Dass die 43 Meter lange Barke 1876 auf den Namen „Paula“getauft wurde, hatte einen guten Grund: „Paula war das älteste von sieben Kindern meines Urgroßvaters“, berichtet Andreas Schiff. Paula Sedana Schiff wurde später Malerin. Sie ging für ihre Ausbildung unter anderem nach Worpswede und lernte Paula Modersohn-Becker kennen.
Mehrere hundert Ölgemälde und Aquarelle sind erhalten. Bäuerinnen und Bauernstuben hielt sie fest, aber auch Netzflickerinnen, Berglandschaften und Backsteinkirchen. Diese expressionistischen Bilder erfahren seit einigen Jahren eine späte Wertschätzung. „Ihre Bildhauerei ging leider vollständig verloren“, sagt Andreas Schiff. Seine Großtante starb mit 90 Jahren in Mülheim an der Ruhr.

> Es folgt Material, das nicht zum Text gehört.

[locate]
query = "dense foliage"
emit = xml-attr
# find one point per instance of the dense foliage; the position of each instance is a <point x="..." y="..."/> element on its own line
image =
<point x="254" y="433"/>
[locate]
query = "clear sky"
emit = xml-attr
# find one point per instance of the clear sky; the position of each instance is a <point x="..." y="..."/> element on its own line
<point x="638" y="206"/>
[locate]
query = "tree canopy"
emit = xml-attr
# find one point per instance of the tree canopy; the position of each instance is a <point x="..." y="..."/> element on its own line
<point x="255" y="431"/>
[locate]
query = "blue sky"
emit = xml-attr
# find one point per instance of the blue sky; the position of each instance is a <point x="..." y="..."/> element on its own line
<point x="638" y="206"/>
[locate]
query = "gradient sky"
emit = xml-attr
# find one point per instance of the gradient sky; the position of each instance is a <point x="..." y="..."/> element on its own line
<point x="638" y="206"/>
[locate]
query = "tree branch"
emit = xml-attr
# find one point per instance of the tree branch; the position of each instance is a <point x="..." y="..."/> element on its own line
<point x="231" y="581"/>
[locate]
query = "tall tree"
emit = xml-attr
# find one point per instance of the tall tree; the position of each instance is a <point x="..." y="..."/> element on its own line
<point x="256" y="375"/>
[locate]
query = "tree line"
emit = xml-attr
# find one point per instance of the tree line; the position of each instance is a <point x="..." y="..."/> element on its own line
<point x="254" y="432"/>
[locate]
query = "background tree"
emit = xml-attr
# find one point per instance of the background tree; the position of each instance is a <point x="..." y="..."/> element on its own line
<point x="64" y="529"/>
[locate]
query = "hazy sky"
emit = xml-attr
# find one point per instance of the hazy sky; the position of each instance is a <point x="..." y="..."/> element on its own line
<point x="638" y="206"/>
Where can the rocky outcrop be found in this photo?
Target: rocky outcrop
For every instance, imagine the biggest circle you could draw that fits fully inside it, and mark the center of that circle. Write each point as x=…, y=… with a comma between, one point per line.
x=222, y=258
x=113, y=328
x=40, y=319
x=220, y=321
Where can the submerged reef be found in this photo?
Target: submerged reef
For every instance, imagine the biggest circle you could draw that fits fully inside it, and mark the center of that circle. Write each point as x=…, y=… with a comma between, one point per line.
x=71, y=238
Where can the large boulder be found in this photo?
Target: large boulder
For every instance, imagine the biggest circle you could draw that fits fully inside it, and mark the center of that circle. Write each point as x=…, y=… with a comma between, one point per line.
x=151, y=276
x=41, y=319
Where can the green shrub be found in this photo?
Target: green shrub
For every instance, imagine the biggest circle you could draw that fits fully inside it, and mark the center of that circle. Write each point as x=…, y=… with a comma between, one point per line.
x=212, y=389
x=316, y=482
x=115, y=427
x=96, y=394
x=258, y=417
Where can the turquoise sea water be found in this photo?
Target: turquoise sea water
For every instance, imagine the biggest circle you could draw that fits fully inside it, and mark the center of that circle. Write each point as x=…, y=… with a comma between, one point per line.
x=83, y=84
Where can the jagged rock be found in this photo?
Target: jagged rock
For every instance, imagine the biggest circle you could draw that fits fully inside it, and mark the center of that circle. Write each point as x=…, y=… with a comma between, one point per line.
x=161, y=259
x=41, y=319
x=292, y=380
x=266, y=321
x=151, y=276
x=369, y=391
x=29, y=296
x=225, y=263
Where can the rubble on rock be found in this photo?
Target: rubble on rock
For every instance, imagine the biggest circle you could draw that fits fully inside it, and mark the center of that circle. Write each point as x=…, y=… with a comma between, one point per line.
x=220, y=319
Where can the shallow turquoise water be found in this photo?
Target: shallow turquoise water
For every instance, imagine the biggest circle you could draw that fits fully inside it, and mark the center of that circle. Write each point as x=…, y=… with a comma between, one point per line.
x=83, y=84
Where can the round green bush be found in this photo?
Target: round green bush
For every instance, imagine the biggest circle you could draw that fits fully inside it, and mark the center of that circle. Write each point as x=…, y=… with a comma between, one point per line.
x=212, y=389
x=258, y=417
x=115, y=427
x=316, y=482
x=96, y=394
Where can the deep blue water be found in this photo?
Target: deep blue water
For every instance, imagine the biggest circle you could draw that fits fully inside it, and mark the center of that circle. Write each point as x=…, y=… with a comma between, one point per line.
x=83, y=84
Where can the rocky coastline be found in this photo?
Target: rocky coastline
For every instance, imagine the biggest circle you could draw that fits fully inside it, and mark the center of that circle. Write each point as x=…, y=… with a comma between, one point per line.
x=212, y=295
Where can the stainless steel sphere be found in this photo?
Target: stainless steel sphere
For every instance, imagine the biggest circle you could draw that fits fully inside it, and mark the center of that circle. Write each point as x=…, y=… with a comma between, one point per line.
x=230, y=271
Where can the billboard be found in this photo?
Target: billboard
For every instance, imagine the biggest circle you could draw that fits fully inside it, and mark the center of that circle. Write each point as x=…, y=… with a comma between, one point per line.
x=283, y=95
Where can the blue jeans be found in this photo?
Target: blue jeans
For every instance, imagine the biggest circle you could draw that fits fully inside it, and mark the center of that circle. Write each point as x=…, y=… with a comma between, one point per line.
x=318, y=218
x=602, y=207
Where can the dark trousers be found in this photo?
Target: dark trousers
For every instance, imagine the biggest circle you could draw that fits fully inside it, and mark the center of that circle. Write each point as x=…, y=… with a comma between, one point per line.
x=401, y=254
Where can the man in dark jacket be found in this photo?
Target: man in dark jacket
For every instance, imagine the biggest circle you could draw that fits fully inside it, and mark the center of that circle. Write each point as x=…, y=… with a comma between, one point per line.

Die Schifffahrt war für die Familie prägend. „Mein Vater hat auf einer Werft gearbeitet. Mein Großvater ebenfalls. Und mein Bruder ist Schiffbauingenieur.“Andreas Schiff ist Elektroingenieur und gründete in Tettnang das Unternahmen ICS, die auf Automatisierungstechnik spezialisiert ist. Den Segelschein hat allerdings auch er, ebenso wie seine beiden Kinder.
Ein großer Erfolg war die seinerzeit groß angelegte Flaschenpost-Aktion übrigens nicht. Die Deutsche Seewarte in Hamburg wollte herausfinden, wie die Meeresströmungen verlaufen. Dazu nutzte sie den Handelsverkehr: Von Schiffen wie der „Paula“gingen insgesamt 6000 Flaschen über Bord. Diese geographische Angabe wurde auf dem Zettel in der Flasche vermerkt. Ebenso das Datum, der Name des Schiffs sowie der Name desjenigen, der die Flasche ausbrachte. Von 6000 Flaschen wurden erst 663 wiedergefunden – zuletzt die Flasche von der „Paula“.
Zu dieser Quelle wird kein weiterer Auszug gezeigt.